Saturday was the 'bandaid contact lens' day, where they change the contact lenses from the first day.  Let me tell you, having someone change your contact lenses is just creepy.  The fact that I went through all this is a testament to how much I wanted to be rid of glasses/contact lenses.  It was around this time that I also got pretty annoyed that they'd only given me enough Valium for one day.  Because the pain was pretty good by that point and I would have liked to just keep sleeping.  It was something like having an entire beach of sand in both eyes, but you didn't dare touch them at all.  At all.


Then it was Sunday, the last appointment day.  My girlfriend who had been shuttling me back and forth to the appointments came to pick me up and since it was a Sunday and her husband could stay home with the kids, we decided to go out for breakfast.  Around the corner from the local pub I used to frequent in my younger days, there was a waterfront hotel that served a lovely brunch and we decided that was as good a place as any.


We left the clinic and the world was way too bright.  The headache that had plagued me for days exploded my face and head into a thousand pieces.  But since we never got to have breakfast out, I was determined to persevere.


Every minute that progressed, my eyes got drier and drier.  In the space of time from arrival through ordering, I must've excused myself at least 10 times to go to the ladies' room to saline my eyes.  The headache raging, my nose running, eyeballs screaming, I just wanted to make it through eating and then go home and die in a sniveling ball of pain.  (Have I mentioned I'm a rock star when it comes to illness?  Dude.)
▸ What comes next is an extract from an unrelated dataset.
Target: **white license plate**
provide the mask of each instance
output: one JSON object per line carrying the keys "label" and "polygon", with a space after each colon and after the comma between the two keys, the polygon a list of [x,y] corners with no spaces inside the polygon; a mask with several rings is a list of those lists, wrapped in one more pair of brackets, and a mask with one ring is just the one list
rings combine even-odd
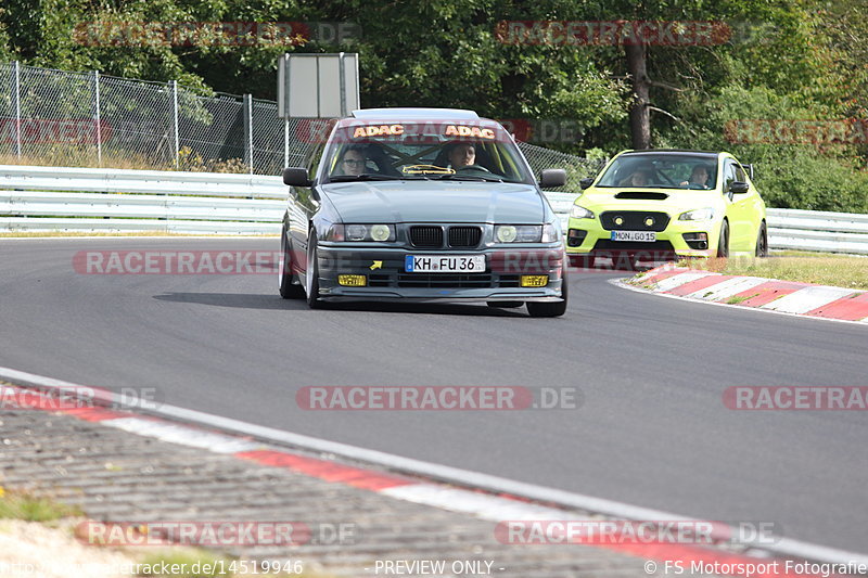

It was on one of the occasions when I returned to the table, that I found my friend laughing.  I asked her what was up and she replied that while I hadn't seemed to notice, I had been garnering quite a lot of attention in the restaurant.  Servers, patrons, people walking by on the boardwalk.  My friend, noticing and realizing what they were thinking, made sure to explain to our waiter that I wasn't hungover, just recovering from eye surgery.  Apparently the wait staff had been comparing notes and I was the most "hungover' person they'd ever had in the place on a Sunday-morning-after-the-night-before.


At that point the waiter arrived back and very sympathetically re-positioned my water glass, gently touched my shoulder and told me where I could find it as if I were blind or completely bandaged.  I just didn't have the heart to explain.



1 comment:

  1. LMAO

    A. Awesome story.
    B. Richie totally has laser eyes, he's just messing with you so he can totally surprise you one day.